Pero a las fuerzas vivas de aquel Mieres la idea no les convencía, y así, en el borrador de un documento que se conserva en el archivo municipal, puede leerse bajo citas de Ricardo Mella e incluso de aquella frase de Ortega y Gasset «es necesario volver, de cuando en cuando, una mirada a la alameda del pasado», la sugerencia de formar una nueva comisión con el concurso de los historiadores, y a renglón seguido aparecen tachados los nombres de Prieto Bances, Juan Uría y de los locales Juan Íbero y Miguel Á. Buylla. Efectivamente, la comisión se hizo sin ellos, aunque sí estuvieron junto a los representantes de la Corporación, de los centros educativos, de la Biblioteca y del Casino, el conde de Mieres, los jefes locales de F.E.T. de las J.O.N.S., delegados de los sindicatos verticales y el padre Miguel Ángel Patón en representación del Clero y la Comunidad Religiosa.
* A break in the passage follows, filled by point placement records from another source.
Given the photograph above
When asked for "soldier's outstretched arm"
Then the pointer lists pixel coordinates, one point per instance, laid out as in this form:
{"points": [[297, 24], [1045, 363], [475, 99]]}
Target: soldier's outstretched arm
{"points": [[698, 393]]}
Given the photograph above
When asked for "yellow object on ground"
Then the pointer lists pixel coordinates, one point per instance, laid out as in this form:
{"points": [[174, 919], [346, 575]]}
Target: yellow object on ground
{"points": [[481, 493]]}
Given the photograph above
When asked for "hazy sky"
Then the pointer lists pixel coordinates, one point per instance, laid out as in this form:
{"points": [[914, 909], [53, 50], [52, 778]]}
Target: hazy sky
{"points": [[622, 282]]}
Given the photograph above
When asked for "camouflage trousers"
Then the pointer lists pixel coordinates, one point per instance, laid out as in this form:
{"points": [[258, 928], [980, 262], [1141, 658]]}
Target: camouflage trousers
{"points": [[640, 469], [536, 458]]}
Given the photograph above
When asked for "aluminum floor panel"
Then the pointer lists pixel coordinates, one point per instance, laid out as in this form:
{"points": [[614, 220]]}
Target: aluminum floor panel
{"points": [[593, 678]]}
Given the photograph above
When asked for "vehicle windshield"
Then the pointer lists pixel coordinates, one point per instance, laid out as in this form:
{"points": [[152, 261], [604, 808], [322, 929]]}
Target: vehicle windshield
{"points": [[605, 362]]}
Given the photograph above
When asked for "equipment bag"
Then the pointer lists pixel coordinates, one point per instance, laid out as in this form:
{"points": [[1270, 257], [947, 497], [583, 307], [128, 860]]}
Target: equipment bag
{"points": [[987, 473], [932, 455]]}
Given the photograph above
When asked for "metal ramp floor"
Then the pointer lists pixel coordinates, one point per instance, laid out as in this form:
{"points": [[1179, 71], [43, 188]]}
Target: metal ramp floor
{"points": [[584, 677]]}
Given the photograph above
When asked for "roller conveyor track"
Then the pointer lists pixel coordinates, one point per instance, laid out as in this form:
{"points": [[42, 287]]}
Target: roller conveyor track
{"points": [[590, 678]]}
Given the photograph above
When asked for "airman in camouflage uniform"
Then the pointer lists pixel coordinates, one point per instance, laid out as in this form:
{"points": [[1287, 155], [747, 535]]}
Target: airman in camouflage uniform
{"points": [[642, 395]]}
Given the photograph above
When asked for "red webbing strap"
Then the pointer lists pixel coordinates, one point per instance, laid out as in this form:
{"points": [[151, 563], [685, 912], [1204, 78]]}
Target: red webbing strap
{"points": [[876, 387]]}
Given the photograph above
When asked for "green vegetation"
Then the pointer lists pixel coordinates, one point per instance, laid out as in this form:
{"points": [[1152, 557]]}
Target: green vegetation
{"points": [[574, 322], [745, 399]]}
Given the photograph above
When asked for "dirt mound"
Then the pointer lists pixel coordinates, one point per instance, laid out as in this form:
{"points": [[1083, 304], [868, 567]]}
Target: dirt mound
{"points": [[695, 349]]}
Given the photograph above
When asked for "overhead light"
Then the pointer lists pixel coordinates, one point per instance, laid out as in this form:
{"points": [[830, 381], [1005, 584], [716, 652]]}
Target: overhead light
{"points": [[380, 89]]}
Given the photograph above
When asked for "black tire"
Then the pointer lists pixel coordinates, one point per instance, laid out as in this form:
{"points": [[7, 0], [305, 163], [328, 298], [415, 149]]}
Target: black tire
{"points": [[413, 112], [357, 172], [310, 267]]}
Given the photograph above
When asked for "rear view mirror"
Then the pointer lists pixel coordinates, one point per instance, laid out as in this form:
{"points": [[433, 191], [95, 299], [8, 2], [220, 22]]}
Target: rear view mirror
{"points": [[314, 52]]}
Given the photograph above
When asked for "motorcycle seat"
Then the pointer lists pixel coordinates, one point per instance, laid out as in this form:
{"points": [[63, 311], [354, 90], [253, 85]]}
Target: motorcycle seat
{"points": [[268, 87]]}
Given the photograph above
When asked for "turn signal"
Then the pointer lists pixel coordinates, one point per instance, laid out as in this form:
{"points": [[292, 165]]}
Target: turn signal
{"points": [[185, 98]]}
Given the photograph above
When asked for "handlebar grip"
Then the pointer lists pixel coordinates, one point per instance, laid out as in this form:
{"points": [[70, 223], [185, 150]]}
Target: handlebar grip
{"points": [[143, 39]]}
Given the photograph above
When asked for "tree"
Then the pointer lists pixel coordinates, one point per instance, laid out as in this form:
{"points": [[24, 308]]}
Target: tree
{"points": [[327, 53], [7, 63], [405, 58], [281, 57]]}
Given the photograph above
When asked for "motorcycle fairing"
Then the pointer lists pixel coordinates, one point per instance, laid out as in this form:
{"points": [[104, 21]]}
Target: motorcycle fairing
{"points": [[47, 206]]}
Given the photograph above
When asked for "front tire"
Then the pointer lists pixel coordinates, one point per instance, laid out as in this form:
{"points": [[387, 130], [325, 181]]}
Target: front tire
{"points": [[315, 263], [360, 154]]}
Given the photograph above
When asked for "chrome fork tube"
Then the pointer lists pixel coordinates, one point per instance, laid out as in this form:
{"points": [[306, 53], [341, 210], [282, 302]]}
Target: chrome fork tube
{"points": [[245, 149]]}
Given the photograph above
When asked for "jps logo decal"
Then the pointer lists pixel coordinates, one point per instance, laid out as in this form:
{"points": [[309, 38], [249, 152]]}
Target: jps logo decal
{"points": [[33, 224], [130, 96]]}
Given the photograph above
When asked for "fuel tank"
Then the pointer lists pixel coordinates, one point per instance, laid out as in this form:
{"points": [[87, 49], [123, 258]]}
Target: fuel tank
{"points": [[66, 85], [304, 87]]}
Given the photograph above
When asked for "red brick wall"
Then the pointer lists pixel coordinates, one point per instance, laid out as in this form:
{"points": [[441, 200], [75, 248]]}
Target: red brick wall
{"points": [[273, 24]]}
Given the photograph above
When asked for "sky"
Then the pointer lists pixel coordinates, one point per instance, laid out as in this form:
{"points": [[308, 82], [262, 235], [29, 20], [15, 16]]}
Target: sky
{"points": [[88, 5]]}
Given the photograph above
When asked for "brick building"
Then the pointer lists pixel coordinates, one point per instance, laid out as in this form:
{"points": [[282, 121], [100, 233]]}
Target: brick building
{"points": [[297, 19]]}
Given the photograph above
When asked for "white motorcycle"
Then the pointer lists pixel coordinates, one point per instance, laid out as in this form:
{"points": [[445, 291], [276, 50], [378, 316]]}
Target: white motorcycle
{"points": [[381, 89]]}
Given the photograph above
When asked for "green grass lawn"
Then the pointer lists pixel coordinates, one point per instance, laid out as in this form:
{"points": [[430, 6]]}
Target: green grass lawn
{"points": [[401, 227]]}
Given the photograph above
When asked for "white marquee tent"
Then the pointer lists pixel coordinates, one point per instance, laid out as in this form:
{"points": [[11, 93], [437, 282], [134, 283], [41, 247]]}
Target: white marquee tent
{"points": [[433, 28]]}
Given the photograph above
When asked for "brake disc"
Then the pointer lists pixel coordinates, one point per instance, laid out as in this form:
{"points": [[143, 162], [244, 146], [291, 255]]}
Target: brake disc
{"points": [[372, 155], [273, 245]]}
Para tener otra opinión experta, el alcalde Vicente Almazán solicitó el consejo de otro investigador de prestigio, Francisco Sarandeses, conocido en las Cuencas por haberse encargado de la excavación de la villa romana de Vega del Ciego, quien presentó un extenso y brillante informe justificando el escudo, en el que introducía pequeñas variantes de erudito en las armas de la casa de Quirós y proponía compartir la bocamina con unas ondas de azur y plata.

Todos aplaudieron la idea, pero al llegar a la Academia de la Historia, que debía dar el visto bueno, al académico de turno, encargado de rubricar tras un rápido vistazo el dibujo y los folios explicativos que llegaban de la remota y rebelde cuenca minera, la simbología no le pareció conveniente y de un plumazo se cargó lo que en Madrid se llamó montaña horadada.

No hace falta que les diga que en aquella época no cabía recurrir lo que venía de la capital y de nada sirvió que el Pleno municipal insistiese respetuosamente para que se mantuviese en su lugar lo que más nos representaba. Aún un mes antes de que se aprobase el nuevo blasón se dirigió una carta al director general de Administración Local, que era quien tenía la última palabra, pero no sirvió de nada; de modo que el 25 de marzo de 1965 Francisco Franco firmaba el decreto por el cual el escudo de Mieres quedaba establecido de esta forma: cortado; primero las armas de Bernardo de Quirós; segundo, de oro la rueda dentada de azur y maza y martillo, también de azur y cruzados en situación de faja, y en punta ondas de azur y plata. Al Timbre. Corona Real.

Ahora seguro que comprenden por qué no se puso interés en cambiar los viejos escudos de nuestras calles por los más modernos y también por qué algunos viejos, cultos y respondones mierenses nunca descolgaron la bocamina de sus solapas. Y llegados a este punto final, ya no hace falta que les diga cuál es mi escudo, aunque les doy la razón si piensan que no están los tiempos para pararse en estos asuntos.